I learned this mentality was the only thing keeping me from investing in my future. So I set up accounts and dove into the world of beginner investors. You can indeed begin investing with little money because, remember, investing your money will compound in market value. Put every dollar to work.
A little tip I live by. Whenever you receive a salary promotion, I recommend adding that extra income directly into your investment account (assuming you have no other vital obligations).
Income growth should not equate to lifestyle inflation. Stay modest, live within your means and invest in your future.
Automated Investing With Wealth Simple
There are many options when it comes to choosing the right financial institution for your investing needs. You can start by visiting with a financial advisor at the bank you currently use and review their options. If you want something different, you can always review online investment management services such as Wealth Simple. There are many more options, though this is my top pick for beginners.
Wealth Simple is a Canadian Robo advisor investment service focused on millennials. It is designed in a way that gauges your risk level, and your preferences, thus attracting risk-averse investors. This is not to say it is designed for risk-averse investors only. Actually, it has a broad range of options with a wide range of risk levels you can set yourself.
They offer RRSP, TFSA, Crypto, and so many other investing options.
It’s as simple as setting up a free account and setting up free automated deposits. They offer automated rebalancing and dividend reinvestment, and there are no fees to transfer in or out of your account. They are diverse in who they target, but they have something for everyone.
As you can see, there is no minimum amount required to set up a basic account. If you can only commit to a $5 biweekly deposit, the basic plan is set up for your unique needs. Something is always better than nothing. All you need to do is browse their website, download their app and get a feel for it.

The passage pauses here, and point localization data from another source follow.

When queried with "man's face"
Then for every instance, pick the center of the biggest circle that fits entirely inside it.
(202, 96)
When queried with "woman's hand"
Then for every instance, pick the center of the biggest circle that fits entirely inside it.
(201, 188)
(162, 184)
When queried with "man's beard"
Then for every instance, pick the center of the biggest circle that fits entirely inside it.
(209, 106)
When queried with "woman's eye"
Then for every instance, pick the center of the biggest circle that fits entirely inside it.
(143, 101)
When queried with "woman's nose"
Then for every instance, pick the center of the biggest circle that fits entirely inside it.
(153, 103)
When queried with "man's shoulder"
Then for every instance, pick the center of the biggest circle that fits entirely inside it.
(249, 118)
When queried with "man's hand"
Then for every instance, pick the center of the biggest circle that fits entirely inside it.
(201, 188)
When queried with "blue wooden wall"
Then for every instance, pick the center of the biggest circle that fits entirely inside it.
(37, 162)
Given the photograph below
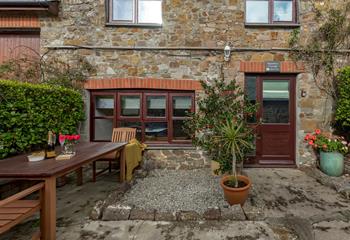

For beginners who are interested but struggling to try to get on track with budgeting and saving extra money for investing, take a look at my step-by-step guide to help get on track.
So here are a few tips and some helpful introduction advice to get you started. As you can see, there really are no barriers to entry into the investing world. Once you start and can visualize the power of investing, you will realize that taking the first step was the best investment you could have made for your future self.